As there are still locations that use cpu_chill(), as it spins on status events
like bits and what not (not locks), where the updater is not known and can not
be boosted, add a new cpu_rest() that will take over the msleep(1) action.
Hopefully, we can get rid of the cpu_rest() and find a way to know what tasks
need priority boosting, and perhaps make another API that will allow boosting
of the updater, and the current task can contine to spin instead of sleep.
Also convert trylock spinners over to spin_try_or_boost_lock(), which will
later call cpu_chill().
When trying to take locks in reverse order, it is possible that on
PREEMPT_RT that the running task could have preempted the owner and never
let it run, creating a live lock. This is because spinlocks in PREEMPT_RT
can be preempted.
Currently, this is solved by calling cpu_chill(), which on PREEMPT_RT is
converted into a msleep(1), and we just hopen that the owner will have time
to release the lock, and nobody else will take in when the task wakes up.
By converting these to spin_trylock_or_boost() which will boost the owners,
the cpu_chill() now must be called afterward to sleep if the owner still has
the lock, and the owner will do the wake up.
Signed-off-by: Steven Rostedt <rostedt@goodmis.org>
---
block/blk-ioc.c | 4 ++--
fs/autofs4/expire.c | 2 +-
fs/dcache.c | 6 +++---
fs/namespace.c | 2 +-
include/linux/delay.h | 13 +++++++++++++
kernel/time/hrtimer.c | 17 +++++++++++++++--
kernel/workqueue.c | 2 +-
net/packet/af_packet.c | 4 ++--
net/rds/ib_rdma.c | 2 +-
9 files changed, 39 insertions(+), 13 deletions(-)
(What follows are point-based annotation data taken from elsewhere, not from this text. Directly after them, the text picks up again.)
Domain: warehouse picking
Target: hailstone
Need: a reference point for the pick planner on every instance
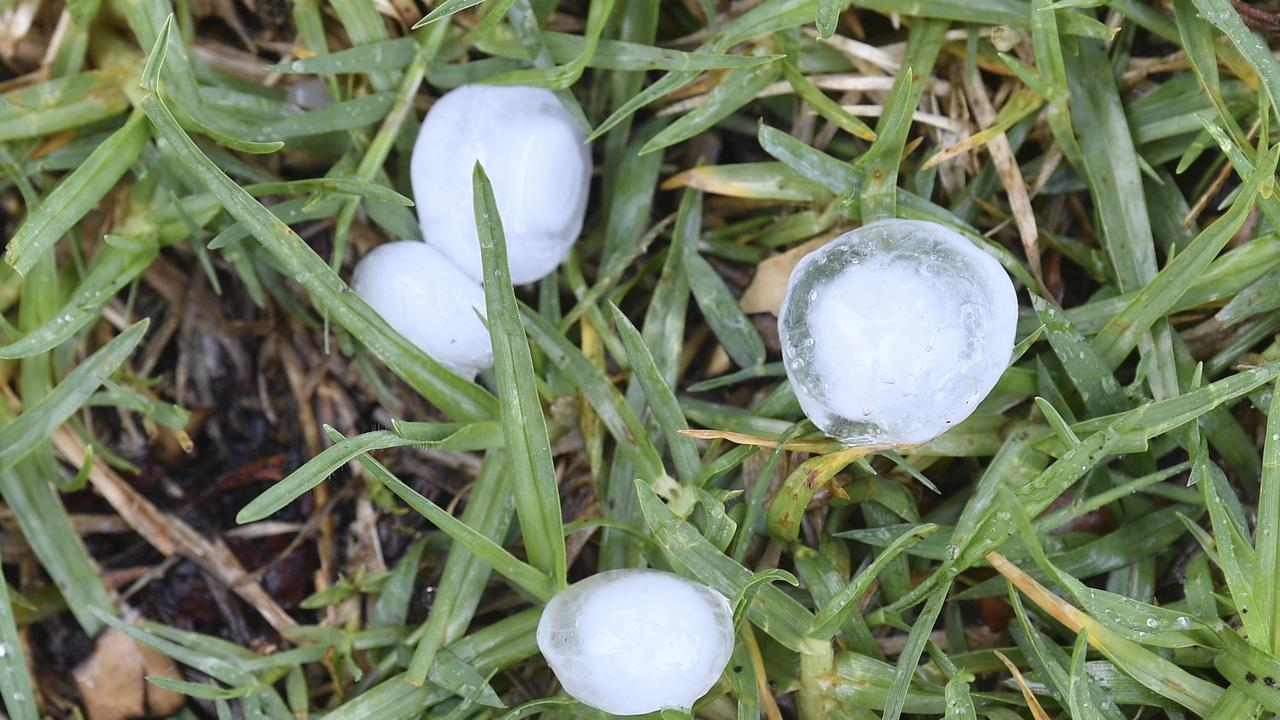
(535, 156)
(429, 300)
(631, 642)
(895, 332)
diff --git a/block/blk-ioc.c b/block/blk-ioc.c
index 28f467e636cc..93cf668ca314 100644
--- a/block/blk-ioc.c
+++ b/block/blk-ioc.c
@@ -105,7 +105,7 @@ static void ioc_release_fn(struct work_struct *work)
struct io_cq, ioc_node);
struct request_queue *q = icq->q;
- if (spin_trylock(q->queue_lock)) {
+ if (spin_trylock_or_boost(q->queue_lock)) {
ioc_destroy_icq(icq);
spin_unlock(q->queue_lock);
} else {
@@ -183,7 +183,7 @@ retry:
hlist_for_each_entry(icq, &ioc->icq_list, ioc_node) {
if (icq->flags & ICQ_EXITED)
continue;
- if (spin_trylock(icq->q->queue_lock)) {
+ if (spin_trylock_or_boost(icq->q->queue_lock)) {
ioc_exit_icq(icq);
spin_unlock(icq->q->queue_lock);
} else {
diff --git a/fs/autofs4/expire.c b/fs/autofs4/expire.c
index d487fa27add5..79eef1e3157e 100644
--- a/fs/autofs4/expire.c
+++ b/fs/autofs4/expire.c
@@ -148,7 +148,7 @@ again:
}
parent = p->d_parent;
- if (!spin_trylock(&parent->d_lock)) {
+ if (!spin_trylock_or_boost(&parent->d_lock)) {
spin_unlock(&p->d_lock);
cpu_chill();
goto relock;
diff --git a/fs/dcache.c b/fs/dcache.c
index c1dad92434d5..151d2db0ded7 100644
--- a/fs/dcache.c
+++ b/fs/dcache.c
@@ -573,12 +573,12 @@ static struct dentry *dentry_kill(struct dentry *dentry)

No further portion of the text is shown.